Je sautai de joie; je ne dormis pas de la nuit.
A quatre heures, une jolie voiture à deux chevaux s'arrêta à ma porte. Le cocher vint me dire qu'il était à mes ordres.
Je sortis, et ne voulus rentrer que quand les promenades furent désertes. J'étais si fatiguée que je ne pus dîner. La crainte que l'on ne me vît pas dans le fond de la voiture me fit tenir assise au bord des coussins, la figure au carreau, secouant la tête comme un magot en porcelaine chinoise, tant j'avais peur qu'on ne m'accusât d'être fière.

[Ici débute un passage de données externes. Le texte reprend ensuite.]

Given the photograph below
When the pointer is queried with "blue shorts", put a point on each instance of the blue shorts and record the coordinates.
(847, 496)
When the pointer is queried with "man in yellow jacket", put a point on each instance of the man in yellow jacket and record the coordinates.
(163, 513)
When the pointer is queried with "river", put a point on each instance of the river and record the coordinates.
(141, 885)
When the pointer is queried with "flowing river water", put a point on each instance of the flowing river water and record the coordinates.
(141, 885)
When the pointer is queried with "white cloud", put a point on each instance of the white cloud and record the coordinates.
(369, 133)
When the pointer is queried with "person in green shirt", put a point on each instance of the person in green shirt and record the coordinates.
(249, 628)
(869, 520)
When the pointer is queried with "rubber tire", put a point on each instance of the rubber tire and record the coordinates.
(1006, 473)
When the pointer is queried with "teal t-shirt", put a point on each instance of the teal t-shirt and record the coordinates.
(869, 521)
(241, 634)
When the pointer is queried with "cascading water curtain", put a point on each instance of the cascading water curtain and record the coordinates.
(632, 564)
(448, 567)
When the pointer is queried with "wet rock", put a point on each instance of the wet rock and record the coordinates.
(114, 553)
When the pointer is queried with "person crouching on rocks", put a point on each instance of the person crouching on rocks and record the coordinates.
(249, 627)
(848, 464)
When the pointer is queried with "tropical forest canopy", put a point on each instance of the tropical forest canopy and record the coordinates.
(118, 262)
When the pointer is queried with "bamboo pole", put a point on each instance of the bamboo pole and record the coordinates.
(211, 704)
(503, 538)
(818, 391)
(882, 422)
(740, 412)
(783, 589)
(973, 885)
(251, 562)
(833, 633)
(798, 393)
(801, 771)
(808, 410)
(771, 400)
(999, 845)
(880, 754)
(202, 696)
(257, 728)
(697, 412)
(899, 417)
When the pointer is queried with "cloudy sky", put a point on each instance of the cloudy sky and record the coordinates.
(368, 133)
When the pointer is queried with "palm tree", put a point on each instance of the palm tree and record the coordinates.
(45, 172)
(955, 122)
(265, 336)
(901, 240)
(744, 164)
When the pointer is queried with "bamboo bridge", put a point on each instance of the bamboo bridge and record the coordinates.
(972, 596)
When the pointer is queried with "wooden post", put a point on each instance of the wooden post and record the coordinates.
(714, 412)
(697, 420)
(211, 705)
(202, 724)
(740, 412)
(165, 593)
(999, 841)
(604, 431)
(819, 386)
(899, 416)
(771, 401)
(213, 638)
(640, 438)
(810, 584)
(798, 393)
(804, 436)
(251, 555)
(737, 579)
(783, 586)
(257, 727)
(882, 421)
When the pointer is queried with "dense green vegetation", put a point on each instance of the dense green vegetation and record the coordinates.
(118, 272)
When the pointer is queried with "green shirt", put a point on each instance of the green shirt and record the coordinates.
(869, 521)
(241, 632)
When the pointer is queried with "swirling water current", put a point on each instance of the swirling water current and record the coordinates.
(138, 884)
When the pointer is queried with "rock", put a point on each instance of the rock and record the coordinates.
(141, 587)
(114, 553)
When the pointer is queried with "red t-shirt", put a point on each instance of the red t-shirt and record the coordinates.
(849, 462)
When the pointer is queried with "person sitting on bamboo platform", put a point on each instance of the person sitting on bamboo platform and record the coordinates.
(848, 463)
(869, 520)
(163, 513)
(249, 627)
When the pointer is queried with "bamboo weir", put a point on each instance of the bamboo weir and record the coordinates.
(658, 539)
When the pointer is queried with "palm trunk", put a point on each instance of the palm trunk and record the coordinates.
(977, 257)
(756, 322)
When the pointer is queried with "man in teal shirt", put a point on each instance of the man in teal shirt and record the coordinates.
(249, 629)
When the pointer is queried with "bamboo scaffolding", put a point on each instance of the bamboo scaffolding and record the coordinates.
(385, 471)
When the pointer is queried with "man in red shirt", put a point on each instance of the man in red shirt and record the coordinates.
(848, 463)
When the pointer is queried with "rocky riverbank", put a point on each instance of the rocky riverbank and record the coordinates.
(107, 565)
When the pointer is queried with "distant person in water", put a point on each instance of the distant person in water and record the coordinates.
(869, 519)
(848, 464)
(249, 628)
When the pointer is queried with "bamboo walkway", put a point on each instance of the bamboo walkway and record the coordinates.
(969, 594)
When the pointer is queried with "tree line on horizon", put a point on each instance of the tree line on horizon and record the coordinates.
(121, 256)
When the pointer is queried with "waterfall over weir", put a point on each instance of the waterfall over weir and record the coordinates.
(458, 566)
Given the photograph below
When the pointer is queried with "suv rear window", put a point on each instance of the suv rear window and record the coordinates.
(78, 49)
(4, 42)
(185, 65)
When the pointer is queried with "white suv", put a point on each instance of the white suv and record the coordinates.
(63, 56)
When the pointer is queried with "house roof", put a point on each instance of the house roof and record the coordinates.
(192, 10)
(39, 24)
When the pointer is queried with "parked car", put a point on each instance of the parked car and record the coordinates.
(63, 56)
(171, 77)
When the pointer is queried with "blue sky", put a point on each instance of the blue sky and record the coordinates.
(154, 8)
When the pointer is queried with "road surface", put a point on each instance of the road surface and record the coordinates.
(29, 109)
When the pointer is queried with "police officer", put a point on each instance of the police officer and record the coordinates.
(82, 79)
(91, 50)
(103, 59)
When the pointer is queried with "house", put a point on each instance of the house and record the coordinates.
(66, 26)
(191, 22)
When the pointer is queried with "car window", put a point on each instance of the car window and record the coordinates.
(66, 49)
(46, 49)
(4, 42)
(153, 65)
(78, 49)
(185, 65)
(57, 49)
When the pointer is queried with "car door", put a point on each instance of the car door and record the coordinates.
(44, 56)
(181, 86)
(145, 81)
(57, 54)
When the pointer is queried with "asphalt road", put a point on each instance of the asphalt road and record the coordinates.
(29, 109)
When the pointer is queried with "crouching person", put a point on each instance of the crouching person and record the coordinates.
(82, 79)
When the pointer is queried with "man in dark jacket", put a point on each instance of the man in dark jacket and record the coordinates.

Le lendemain, même manége; seulement j'avais avancé l'heure de ma promenade, et je fus toute triste de trouver les Champs-Élysées déserts; je ne voulais plus sortir de la voiture. Si le cocher ne m'avait fait observer que ses chevaux avaient faim, je serais restée toute la nuit.
Le surlendemain, toute cette ridicule gloriole était tombée, le bon sens m'était revenu, et je rabattais mon propre caquet en me répétant bien haut et bien souvent à moi-même que toutes ces splendeurs étaient passagères, et que cette voiture, dont j'avais été si fière, ne m'appartenait pas... Un caprice me l'avait donnée... un caprice pouvait me la reprendre.
Je fus plusieurs jours sans voir le chanteur italien, occupé de préparer ses débuts; je n'en étais pas fâchée.
Le langage des œillades et la conversation par interprète n'auraient pas été longtemps sans me fatiguer. Décidément, il valait mieux pour lui qu'il eût le temps de faire des progrès dans la langue française.
Il en est de la Bohême comme des autres pays situés sur la carte du monde: il n'est pas toujours prudent d'y rendre des services.
Je fis de cette vérité, à propos précisément du duc et de B..., une épreuve assez cruelle.
Un jour que je me promenais sur le boulevard du Temple, je vis passer une fille que j'avais connue au théâtre Beaumarchais. Je tirai le cordon de la voiture, et je l'appelai. Comme elle n'avait rien à faire ce jour-là, je l'emmenai dîner.